WASHINGTON — D.C. could agree to support some type of Metro fare increase, but the transit agency’s board chairman said he hopes it won’t come to that.

Newly reappointed Board Chairman Jack Evans said Thursday that significant service cuts included in a budget proposal set for a public hearing next week were likely to be implemented.

“We are where we are. We have what we have. And my first priority is to not raise fares,” Evans said.

In the past, he had said the District’s members on Metro’s board would block any fare increases.

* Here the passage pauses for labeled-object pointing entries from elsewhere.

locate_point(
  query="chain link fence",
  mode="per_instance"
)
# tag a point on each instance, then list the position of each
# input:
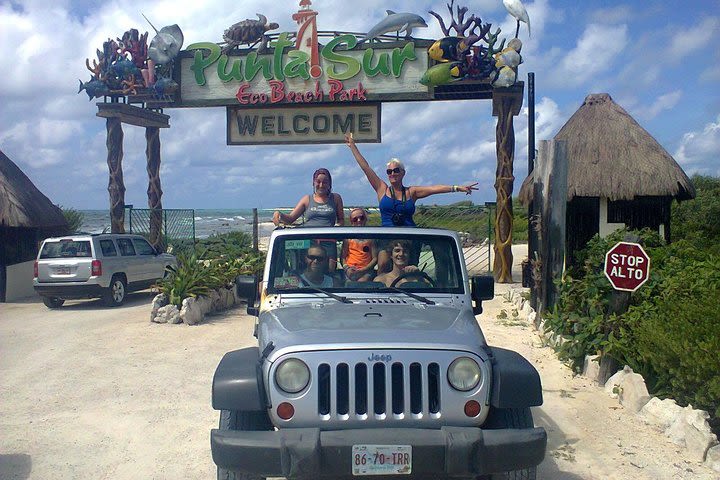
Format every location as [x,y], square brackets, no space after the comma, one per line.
[162,226]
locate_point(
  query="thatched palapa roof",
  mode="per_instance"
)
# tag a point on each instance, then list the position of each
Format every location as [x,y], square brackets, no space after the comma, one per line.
[21,203]
[610,155]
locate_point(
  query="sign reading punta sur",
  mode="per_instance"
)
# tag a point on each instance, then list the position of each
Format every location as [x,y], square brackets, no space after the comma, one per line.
[294,69]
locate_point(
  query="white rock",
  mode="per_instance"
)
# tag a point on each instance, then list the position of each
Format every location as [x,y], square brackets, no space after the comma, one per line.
[168,314]
[692,430]
[591,367]
[712,459]
[661,412]
[612,385]
[159,301]
[191,313]
[633,393]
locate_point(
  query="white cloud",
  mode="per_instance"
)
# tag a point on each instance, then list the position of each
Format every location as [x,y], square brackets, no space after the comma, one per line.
[596,51]
[664,102]
[695,38]
[699,151]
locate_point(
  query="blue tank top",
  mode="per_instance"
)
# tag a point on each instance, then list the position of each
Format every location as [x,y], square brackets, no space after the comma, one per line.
[404,208]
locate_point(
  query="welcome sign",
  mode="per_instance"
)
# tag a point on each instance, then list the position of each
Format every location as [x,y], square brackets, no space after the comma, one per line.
[306,124]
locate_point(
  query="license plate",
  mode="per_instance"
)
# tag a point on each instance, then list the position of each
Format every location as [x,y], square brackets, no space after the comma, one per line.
[382,459]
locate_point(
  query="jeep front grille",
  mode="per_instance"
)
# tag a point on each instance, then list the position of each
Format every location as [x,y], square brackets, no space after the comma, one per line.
[378,390]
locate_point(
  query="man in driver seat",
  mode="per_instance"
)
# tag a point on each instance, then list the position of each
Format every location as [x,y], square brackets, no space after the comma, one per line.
[315,267]
[400,256]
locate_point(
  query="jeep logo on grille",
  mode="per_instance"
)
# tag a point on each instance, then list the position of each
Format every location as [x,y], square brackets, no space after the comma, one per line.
[379,358]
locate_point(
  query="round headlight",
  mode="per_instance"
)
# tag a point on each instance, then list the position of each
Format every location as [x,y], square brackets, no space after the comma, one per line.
[464,374]
[292,375]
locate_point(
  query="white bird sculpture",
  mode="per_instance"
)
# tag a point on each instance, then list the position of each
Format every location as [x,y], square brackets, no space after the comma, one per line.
[517,10]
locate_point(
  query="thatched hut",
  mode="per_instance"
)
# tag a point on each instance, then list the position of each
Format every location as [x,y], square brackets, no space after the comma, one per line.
[26,217]
[618,174]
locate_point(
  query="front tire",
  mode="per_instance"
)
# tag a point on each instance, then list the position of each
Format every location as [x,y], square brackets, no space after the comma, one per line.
[53,302]
[236,420]
[500,418]
[115,295]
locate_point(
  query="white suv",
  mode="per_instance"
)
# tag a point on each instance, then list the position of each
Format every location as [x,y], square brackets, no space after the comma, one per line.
[97,266]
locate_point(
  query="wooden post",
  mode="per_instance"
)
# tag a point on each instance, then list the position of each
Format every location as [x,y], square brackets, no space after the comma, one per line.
[116,186]
[256,236]
[152,151]
[551,177]
[506,104]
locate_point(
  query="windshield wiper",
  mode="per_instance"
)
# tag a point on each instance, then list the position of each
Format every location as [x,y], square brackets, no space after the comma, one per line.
[411,295]
[339,298]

“I would hope that nobody vetoes the budget, though,” Evans said. “That would be my goal, is that nobody vetoes the budget, so we get a budget passed and move forward. Because I think with the goodwill that Metro has now generated from the successes over the (inauguration) weekend. … I would like us to present a picture of a board that is working together and is moving forward … otherwise it doesn’t serve the system well.”

Evans suggested that Metro could shift some money from its capital budget to its operating budget to temporarily stop or limit any fare increases — an accounting gimmick the transit agency has been trying to eliminate.

“Whether the board agrees with that, I don’t know … my first, and the District’s first, priority is not to have fare increases,” Evans said.

He said he expected that local and state governments would meet the requested funding increase in General Manager Paul Wiedefeld’s budget proposal. However, Evans said he had serious concerns about whether increases forecast for future years would be viable.

The budget proposal includes cuts to bus routes and longer waits between trains — changes that Metro projects would cut $40 million from the bottom line because they would lay off workers, lower power costs and bring other cost savings.

Evans said the District is concerned about the longer waits for trains, but he expects he’ll go along with it.

“There’s a ripple effect as far as all these things’ costs, so we’re going to have to take a look at that and see. If we don’t want to do some of the service cuts, can we really afford it. And my view right now is probably not,” he said.

Riders and others can comment on the budget proposal at a public hearing Monday at Metro headquarters or through an online survey.

Evans said he would continue to be outspoken this year on what he sees as a significant need for increased funding from a dedicated regional tax, additional federal funding or some other source.